Egyptian President Mohamed Mursi is likely to outline government priorities in a speech today before parliament’s newly empowered upper house meets amid rifts between his Islamist backers and largely secular opposition.
Mursi will identify economic and political priorities, including those on which the legislature should focus, presidential spokesman Yasser Ali was quoted as saying on the Facebook page of the Muslim Brotherhood’s Freedom and Justice Party. The president will discuss security and steps to restore stability and revive production, Al-Ahram newspaper said today.
Egypt has faced growing tension in the past month as a vote on a new constitution sparked clashes between Mursi’s opponents and his Islamist backers. The upper house, including 90 new members sworn in on Dec. 26 following a divisive vote on the charter, will assume temporary legislative powers until parliamentary elections, expected to start in two months. The Shura Council, whose about 90 members were chosen by Mursi, had until now been a consultative entity.
Mursi’s speech, his first before parliament since his June election, comes as the president has “lost a lot of his legitimacy,” Khalil al-Anani, a political analyst at the U.K.’s Durham University, said by phone. Mursi hasn’t provided “any real concessions to pacify the opposition or push the process of democratization forward,” he said.
Mursi, a U.S.-trained engineer who was fielded for the presidency by the Muslim Brotherhood, faced criticism for pushing ahead with a constitutional referendum even as groups comprising secularists, minority Christians and youth activists expressed concern over the charter’s contents. Two of Mursi’s Cabinet ministers resigned earlier this week amid the turmoil.
The constitution passed with 64 percent of the vote, although almost 70 percent of those eligible refrained from casting their ballots. The charter’s supporters argue its passage will help get the economy back on track, while opponents say it further enshrines Islamic law at the expense of certain freedoms and doesn’t broadly represent the nation’s interests.

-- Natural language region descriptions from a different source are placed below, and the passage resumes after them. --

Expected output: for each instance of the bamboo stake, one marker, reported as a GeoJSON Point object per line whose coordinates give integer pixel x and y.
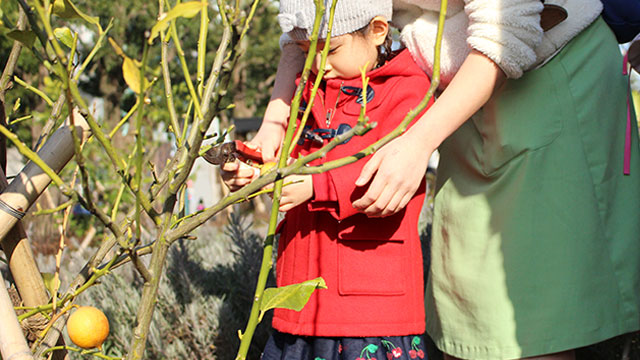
{"type": "Point", "coordinates": [22, 263]}
{"type": "Point", "coordinates": [13, 345]}
{"type": "Point", "coordinates": [32, 180]}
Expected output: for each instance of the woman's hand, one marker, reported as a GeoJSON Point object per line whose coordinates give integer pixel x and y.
{"type": "Point", "coordinates": [296, 190]}
{"type": "Point", "coordinates": [237, 174]}
{"type": "Point", "coordinates": [397, 170]}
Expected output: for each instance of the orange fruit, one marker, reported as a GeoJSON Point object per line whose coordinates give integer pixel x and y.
{"type": "Point", "coordinates": [88, 327]}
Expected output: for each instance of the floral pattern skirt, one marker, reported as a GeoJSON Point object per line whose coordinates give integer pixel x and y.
{"type": "Point", "coordinates": [283, 346]}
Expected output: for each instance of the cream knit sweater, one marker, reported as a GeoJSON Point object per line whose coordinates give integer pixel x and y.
{"type": "Point", "coordinates": [507, 31]}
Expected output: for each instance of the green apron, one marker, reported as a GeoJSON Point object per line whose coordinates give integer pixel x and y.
{"type": "Point", "coordinates": [536, 238]}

Political unrest prompted Standard and Poor’s on Dec. 24 to push Egypt’s credit rating deeper into junk status. The Egyptian pound slid to an eight-year low against the dollar three days later. Egypt has drawn down almost 60 percent of its foreign reserves since the 2011 uprising that ousted President Hosni Mubarak and the government has struggled to pry economic growth from last year’s 19-year low.
The country this month asked the International Monetary Fund to delay a $4.8 billion loan agreement, originally planned for this month, and has said it would initiate social dialog on planned tax increases. Fitch Ratings said on Dec. 27 it would become “more concerned” about dwindling foreign reserves if the deal is delayed beyond January.